MOSCOW (Reuters) — The Kremlin strongly rejected on Tuesday accusations by Turkey that Russia committed a war crime in Syria after missile attacks killed scores of people a day earlier, hitting several medical facilities and schools.
"We categorically do not accept such statements, the more so as every time those making these statements are unable to prove their unfounded accusations in any way," President Vladimir Putin's spokesman Dmitry Peskov told reporters during a conference call.
On Monday close to 50 civilians were killed and many more wounded in the bombings, UN Secretary-General Ban Ki-moon said.
UN deputy spokesman Farhan Haq told Reutersthat Ban had described the attacks as “blatant violations of international laws.”
Reuters reported on Monday that Turkey's foreign ministry had accused Russia of carrying out an "obvious war crime."

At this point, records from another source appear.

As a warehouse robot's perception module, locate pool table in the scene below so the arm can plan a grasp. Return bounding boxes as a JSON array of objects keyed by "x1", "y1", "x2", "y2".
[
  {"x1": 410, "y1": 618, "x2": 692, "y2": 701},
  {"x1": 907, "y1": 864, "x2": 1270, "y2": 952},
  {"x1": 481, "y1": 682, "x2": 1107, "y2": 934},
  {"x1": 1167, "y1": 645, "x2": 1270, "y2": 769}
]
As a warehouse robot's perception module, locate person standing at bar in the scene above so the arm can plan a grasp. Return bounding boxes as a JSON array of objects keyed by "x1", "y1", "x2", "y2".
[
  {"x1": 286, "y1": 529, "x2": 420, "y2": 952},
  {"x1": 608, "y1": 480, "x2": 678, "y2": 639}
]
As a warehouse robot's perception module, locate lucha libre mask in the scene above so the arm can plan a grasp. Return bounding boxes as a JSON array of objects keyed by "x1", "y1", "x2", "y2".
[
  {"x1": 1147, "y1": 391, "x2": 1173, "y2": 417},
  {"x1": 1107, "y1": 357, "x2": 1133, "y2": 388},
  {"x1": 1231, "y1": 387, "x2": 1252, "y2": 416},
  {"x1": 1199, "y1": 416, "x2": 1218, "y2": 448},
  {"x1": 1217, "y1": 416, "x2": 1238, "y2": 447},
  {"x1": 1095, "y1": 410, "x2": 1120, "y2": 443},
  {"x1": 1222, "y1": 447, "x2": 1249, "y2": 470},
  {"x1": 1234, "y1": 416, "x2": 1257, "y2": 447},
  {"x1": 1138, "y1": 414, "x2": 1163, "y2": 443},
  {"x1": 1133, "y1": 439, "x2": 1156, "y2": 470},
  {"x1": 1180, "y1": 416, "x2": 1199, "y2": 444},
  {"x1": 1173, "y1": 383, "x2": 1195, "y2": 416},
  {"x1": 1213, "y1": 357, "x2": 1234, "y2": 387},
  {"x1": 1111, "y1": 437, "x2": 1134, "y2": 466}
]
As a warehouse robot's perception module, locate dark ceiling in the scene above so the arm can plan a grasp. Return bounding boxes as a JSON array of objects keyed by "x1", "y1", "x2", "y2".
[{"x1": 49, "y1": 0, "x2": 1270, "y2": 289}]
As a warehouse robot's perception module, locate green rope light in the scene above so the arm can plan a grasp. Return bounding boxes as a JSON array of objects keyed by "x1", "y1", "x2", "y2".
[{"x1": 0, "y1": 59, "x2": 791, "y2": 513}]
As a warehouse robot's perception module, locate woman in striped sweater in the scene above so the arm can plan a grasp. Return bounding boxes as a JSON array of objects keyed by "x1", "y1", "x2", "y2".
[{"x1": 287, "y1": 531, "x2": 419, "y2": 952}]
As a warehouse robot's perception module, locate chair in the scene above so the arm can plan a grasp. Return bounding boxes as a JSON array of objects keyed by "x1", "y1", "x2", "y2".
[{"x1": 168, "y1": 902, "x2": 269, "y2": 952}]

At least 14 people were killed in the town of Azaz after missiles struck a school sheltering families.
In a sperate incident missiles also struck a hospital supported by Doctors Without Borders/Médecins Sans Frontières.
"There were at least seven deaths among the personnel and the patients, and at least eight MSF personnel have disappeared, and we don't know if they are alive," Mego Terzian, president of MSF France, told Reuters.
The attack came just one day after US President Barack Obama called Putin and requested he call a halt to bombing moderate opposition targets in Syria.